This article was first published in the May 2019 Africa edition of Accounting and Business magazine.

The Extractive Industries Transparency Initiative (EITI) is triggering important change in the commodities sector, promising greater tax revenues for governments with large mineral and oil and gas deposits and reduced opportunities for corruption. Some countries even see EITI as a route away from dependence on foreign aid.

Underlying the initiative is the concern that developing nations gain too little from their extensive natural wealth. Minerals, for example, make up around 70% of total African exports and 28% of GDP (Africa holds 30% of the world’s mineral reserves, 7% of its gas reserves and 8% of oil reserves) yet state revenues do not benefit accordingly.

EITI membership commits a country to fully disclose how extraction rights are awarded, which revenues go to government, and how the public benefits. Governments pledge to work with industry and civil society to disclose how natural resources in the country are managed. A state can join EITI only when its government has committed to meet the EITI standard and developed a realistic work plan. After many years of campaigning by civil society, the Ugandan government became the latest to apply for membership, in January.

All extraction companies operating in an EITI member country must disclose all payments they make to its government. And those member governments must disclose their extraction-related revenues. These two sets of accounts are reconciled by an independent administrator and published in a national EITI report. Each member country is allowed to adopt its own EITI process, reflecting its specific needs. Compliance is monitored by the EITI Association and its board, which from June will be chaired by former New Zealand prime minister Helen Clark.

Since EITI’s launch in 2003 a number of members of the Organisation of Economic Co-operation and Development (OECD), as well as developing countries rich in mineral and energy deposits, have implemented the standard. The US, the UK and France are all committed to implementing EITI, which is compatible with US mandatory disclosure requirements, as well as the EU’s accounting and transparency directives.

Transparency International is also strongly supportive of EITI. ‘It is particularly valuable because it brings together stakeholders from government, industry and civil society in a sector that has historically not listened to the voice of citizens,’ says Nicole Bieske, the organisation’s mining programme head. ‘Over the next two years additional EITI transparency requirements will take effect, including the requirement to disclose who the true beneficial owners of companies are by 1 January 2020. The other key milestone is the requirement that governments disclose all new oil, gas and mining contracts and licences from 1 January 2021.’

These twin requirements promise to put the accountability of the extraction sector on a new footing and to drive down corruption risk in energy and mining.
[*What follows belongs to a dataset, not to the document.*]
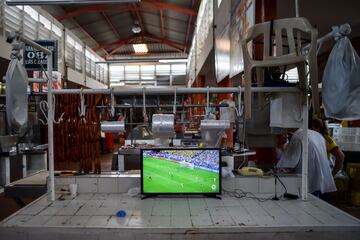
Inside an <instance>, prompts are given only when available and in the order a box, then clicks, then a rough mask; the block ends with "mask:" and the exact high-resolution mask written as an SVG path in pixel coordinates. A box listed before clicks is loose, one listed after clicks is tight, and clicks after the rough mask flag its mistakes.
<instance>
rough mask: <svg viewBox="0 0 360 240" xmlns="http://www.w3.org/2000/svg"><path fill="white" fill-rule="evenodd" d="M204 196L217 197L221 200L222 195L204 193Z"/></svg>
mask: <svg viewBox="0 0 360 240" xmlns="http://www.w3.org/2000/svg"><path fill="white" fill-rule="evenodd" d="M203 196H205V197H208V198H216V199H219V200H221V196H218V195H212V194H204V195H203Z"/></svg>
Bieske says the challenge is to implement the EITI standards in a way that leads to real benefits for resource-rich countries and their citizens: greater economic benefits, less corruption and more accountable governments and industry players.

The information disclosed must be up to date, validated and verified, and published in a user-friendly format. ‘The fundamental basis of EITI is the belief that a country’s natural resources belong to its citizens, and it is essential that the transparency measures in the EITI standard translate into real, tangible benefits for all citizens,’ says Bieske.

Tatyana Sedova, EITI global initiative and impact coordinator at campaigning organisation Publish What You Pay, also combines praise with caution. ‘EITI has huge potential to advance transparency in the extractives sector and has had significant outcomes since its inception, including in Africa, where nearly half of the EITI-implementing countries are based,’ she says. ‘But the picture across the continent is uneven, and there is still a lot to do – at the end, transparency should become an integral part and routine feature of government and company systems.’

She urges governments to show political will in implementing EITI and ensure that civil society can participate meaningfully. ‘Civil society participation within the EITI framework is crucial,’ she says, ‘from consulting communities over EITI reports to using findings to make policy recommendations and drive governance reform. Concerted civil society action at global level has been key in driving critical changes to the EITI standard so that it is more comprehensive and relevant for citizens, extending the initiative from a transparency global norm to accountability.’


A crucial test now is how EITI is implemented in Uganda. The country’s finance minister Matia Kasaija says that the government believes membership of EITI will provide the transparency necessary to strengthen tax collection efficiency, increase corporate investment, build trust and create a legacy from its new oil revenues.

Sedova, though, is wary. She acknowledges that the Uganda government has taken critical steps to guide the development of its extractives sector since the discovery of oil and gas in 2006, but adds that it has not effectively demonstrated meaningful progress in increasing transparency in the sector.

‘EITI works best when it complements existing legal frameworks and institutions, and allows for civil society engagement and oversight,’ she points out. ‘At this early stage of the process it is important that Uganda involves civil society in consultation processes and in the multistakeholder group as soon as possible. Without this, there is a risk that the country will not benefit from its natural resources.’